While TRPML1 is dispensable for NAADP-mediated Ca2+ release, multiple observations indicate that the TPCs are essential for NAADP-mediated Ca2+ release. These include inhibition of NAADP responses by knockdown of TPCs, overexpression of dominant negative TPCs or knockout of TPC2 in mice. Conversely, NAADP-mediated Ca2+ release is enhanced by overexpression of TPCs. However, the role of the TPCs in NAADP-mediated Ca2+ release was questioned based on the findings that TPC currents in lysosomes are activated by PI(3,5)P2 and not by NAADP, that the currents are Na+-selective and the persistence of NAADP-mediated Ca2+ release in mouse line deleted of both TPC1 and TPC2. Further, it was suggested that the TPCs are inhibited when phosphorylated by the mTORC1 kinase to function as metabolic sensors by controlling the lysosomal membrane potential.

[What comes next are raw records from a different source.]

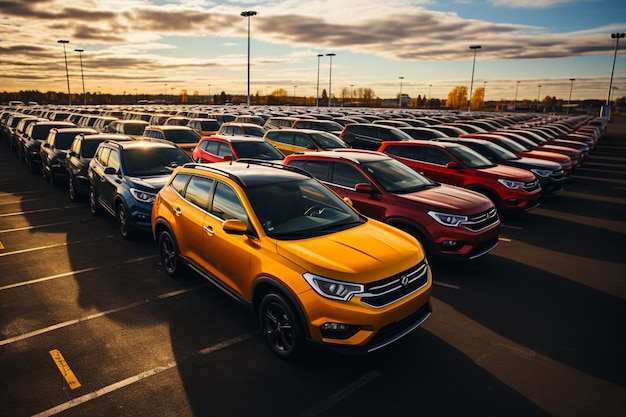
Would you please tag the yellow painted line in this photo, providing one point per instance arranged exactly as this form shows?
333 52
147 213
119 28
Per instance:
65 369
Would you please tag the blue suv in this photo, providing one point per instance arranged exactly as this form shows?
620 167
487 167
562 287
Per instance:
124 178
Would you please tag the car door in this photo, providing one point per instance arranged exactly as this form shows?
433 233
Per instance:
227 255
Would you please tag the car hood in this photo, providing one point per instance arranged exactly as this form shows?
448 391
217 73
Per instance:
450 198
153 182
360 254
512 173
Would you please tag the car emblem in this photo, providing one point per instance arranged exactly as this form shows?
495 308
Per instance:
404 280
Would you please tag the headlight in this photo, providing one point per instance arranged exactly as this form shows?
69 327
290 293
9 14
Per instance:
143 196
541 172
448 219
337 290
513 185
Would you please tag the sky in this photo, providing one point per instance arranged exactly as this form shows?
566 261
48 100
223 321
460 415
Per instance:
529 48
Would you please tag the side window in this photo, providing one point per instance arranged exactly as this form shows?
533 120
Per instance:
347 175
436 156
103 156
198 191
319 169
114 161
302 141
226 204
179 182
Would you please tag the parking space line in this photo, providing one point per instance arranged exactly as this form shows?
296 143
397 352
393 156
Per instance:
65 369
136 378
100 314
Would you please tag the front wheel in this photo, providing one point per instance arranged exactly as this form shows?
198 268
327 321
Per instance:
280 326
168 252
123 221
94 206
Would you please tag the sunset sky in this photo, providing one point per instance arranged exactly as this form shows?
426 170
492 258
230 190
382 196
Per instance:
157 46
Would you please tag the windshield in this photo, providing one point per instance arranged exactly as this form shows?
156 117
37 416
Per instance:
257 150
327 141
141 162
503 153
395 177
470 157
300 209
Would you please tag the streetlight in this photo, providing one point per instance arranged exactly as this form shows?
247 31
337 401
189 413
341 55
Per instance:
469 104
82 76
67 74
317 93
570 93
248 14
615 36
330 75
515 100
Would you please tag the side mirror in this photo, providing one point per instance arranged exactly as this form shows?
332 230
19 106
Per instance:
235 227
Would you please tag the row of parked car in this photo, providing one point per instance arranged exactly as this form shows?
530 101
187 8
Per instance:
316 229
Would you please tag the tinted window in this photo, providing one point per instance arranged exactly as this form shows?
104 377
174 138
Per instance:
226 204
198 190
179 182
347 175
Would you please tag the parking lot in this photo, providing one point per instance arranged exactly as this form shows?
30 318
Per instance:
91 325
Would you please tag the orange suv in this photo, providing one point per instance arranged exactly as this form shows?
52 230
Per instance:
311 267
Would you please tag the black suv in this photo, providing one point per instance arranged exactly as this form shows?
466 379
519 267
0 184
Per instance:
78 157
124 178
54 150
32 139
370 136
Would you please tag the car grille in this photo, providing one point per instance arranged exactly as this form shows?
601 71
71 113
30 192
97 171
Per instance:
482 220
531 186
389 290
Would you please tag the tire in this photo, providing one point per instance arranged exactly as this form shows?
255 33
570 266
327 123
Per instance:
71 186
281 327
123 221
169 254
94 206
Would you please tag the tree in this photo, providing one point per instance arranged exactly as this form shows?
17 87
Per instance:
457 98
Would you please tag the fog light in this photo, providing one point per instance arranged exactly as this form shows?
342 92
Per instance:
338 330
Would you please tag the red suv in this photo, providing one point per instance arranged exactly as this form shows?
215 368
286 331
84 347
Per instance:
447 220
509 188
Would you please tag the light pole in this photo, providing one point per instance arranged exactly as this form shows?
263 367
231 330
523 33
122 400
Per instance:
317 93
469 104
538 94
515 99
330 76
570 93
82 75
248 14
615 36
67 74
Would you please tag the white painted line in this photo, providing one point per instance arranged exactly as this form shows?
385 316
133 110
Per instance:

In our recent study, we examined the response of TPCs to PI(3,5)P2 and NAADP, their regulation by protein kinases and their function as sensors of cell metabolic activity. We confirmed activation of TPC2 by PI(3,5)P2 and its permeability to Na+. Notably, the TPC2 current is regulated by cytoplasmic Mg2+ (Mg2+cyt). Mg2+cyt specifically inhibits the outward current (cations flowing from the cytosol into the lysosomes) with an apparent affinity within the physiological Mg2+ concentration. Hence, TPC2 functions as Mg2+cyt sensor, with Mg2+cyt determining the lysosomal membrane potential. Changes in Mg2+cyt that are observed with receptor stimulation and with changes in cytoplasmic ATP and cell energetics are thus transmitted to the cellular energetic hub, the lysosome, through rapid acute changes in Mg2+cyt. Our studies further showed that not only mTORC1, but multiple kinases, such as JNK and P38 kinases, are potent inhibitors of TPC2 (see Fig. 1). The JNK and P38 kinases are also important in cellular energetics and may provide a long-term response to changes in cellular energetics.

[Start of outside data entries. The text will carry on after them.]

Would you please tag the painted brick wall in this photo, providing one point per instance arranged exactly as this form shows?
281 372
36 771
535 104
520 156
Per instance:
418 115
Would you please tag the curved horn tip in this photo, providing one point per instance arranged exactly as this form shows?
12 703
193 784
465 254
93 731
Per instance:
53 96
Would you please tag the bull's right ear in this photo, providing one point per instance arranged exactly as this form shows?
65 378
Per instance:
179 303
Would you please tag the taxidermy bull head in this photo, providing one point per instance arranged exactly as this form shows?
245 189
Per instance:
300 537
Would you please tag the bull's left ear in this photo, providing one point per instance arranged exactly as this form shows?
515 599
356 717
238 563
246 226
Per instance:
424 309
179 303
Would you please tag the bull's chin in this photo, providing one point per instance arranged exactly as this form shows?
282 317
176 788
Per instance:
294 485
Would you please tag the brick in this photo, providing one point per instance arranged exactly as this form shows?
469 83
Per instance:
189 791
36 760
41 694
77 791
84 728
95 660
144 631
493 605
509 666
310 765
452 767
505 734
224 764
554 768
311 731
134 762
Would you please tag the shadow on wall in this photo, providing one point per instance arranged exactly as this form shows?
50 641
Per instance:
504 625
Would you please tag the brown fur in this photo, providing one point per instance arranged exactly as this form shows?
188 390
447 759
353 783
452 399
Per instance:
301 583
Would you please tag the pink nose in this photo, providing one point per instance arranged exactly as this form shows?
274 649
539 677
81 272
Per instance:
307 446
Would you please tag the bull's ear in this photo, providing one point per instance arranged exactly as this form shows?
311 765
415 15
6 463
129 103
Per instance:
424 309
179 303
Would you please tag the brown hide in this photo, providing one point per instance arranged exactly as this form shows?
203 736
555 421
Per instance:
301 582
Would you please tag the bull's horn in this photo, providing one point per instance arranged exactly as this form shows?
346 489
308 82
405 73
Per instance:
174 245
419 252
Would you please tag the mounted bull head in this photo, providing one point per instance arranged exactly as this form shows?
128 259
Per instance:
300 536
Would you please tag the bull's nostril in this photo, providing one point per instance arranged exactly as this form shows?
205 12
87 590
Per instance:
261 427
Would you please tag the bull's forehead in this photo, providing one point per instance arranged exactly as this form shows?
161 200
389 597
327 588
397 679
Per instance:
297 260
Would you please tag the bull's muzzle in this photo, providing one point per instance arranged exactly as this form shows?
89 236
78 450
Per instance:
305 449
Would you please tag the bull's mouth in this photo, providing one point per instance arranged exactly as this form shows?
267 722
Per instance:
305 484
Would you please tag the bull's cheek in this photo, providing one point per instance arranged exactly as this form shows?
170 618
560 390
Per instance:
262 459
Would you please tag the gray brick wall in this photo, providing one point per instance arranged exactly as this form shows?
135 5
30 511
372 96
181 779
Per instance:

Another important finding of our study is that under controlled Mg2+ concentrations, TPC2 is readily activated by NAADP. Furthermore, the TPC2 current and NAADP-mediated Ca2+ release are identically regulated by Mg2+, PI(3,5)P2 and protein kinases. It is thus clear that (1) TPC2 is activated by NAADP and (2) the function of TPC2 is essential for NAADP-mediated Ca2+ release. Our data affirm a central role for TPCs in NAADP action and go partway in reconciling differences in experimental outcomes between labs. But questions remain. Although TPCs appear Ca2+-permeable under defined recording conditions, might Na+ be the main permeant ion under physiological conditions? If so, is it possible that changes in membrane potential through TPCs indirectly drive NAADP-evoked Ca2+ signals through an unidentified associated channel? Alternatively, might permeability of TPCs to Ca2+, even if limited, be sufficient to account for the Ca2+ mobilizing actions of NAADP in a cellular setting given amplification of NAADP responses by ER Ca2+ channels? Certainly more work is required in defining the biophysical properties of TPCs, TPC-interacting proteins and the cell biology underlying communication between acidic organelles and the ER. Further questions are what is the role TRPMLs in endolysosomal Ca2+ homeostasis and what is their physiological activator? What is the functional relationship between the TPCs and TRPMLs? These and other questions are likely to be addressed in the coming years.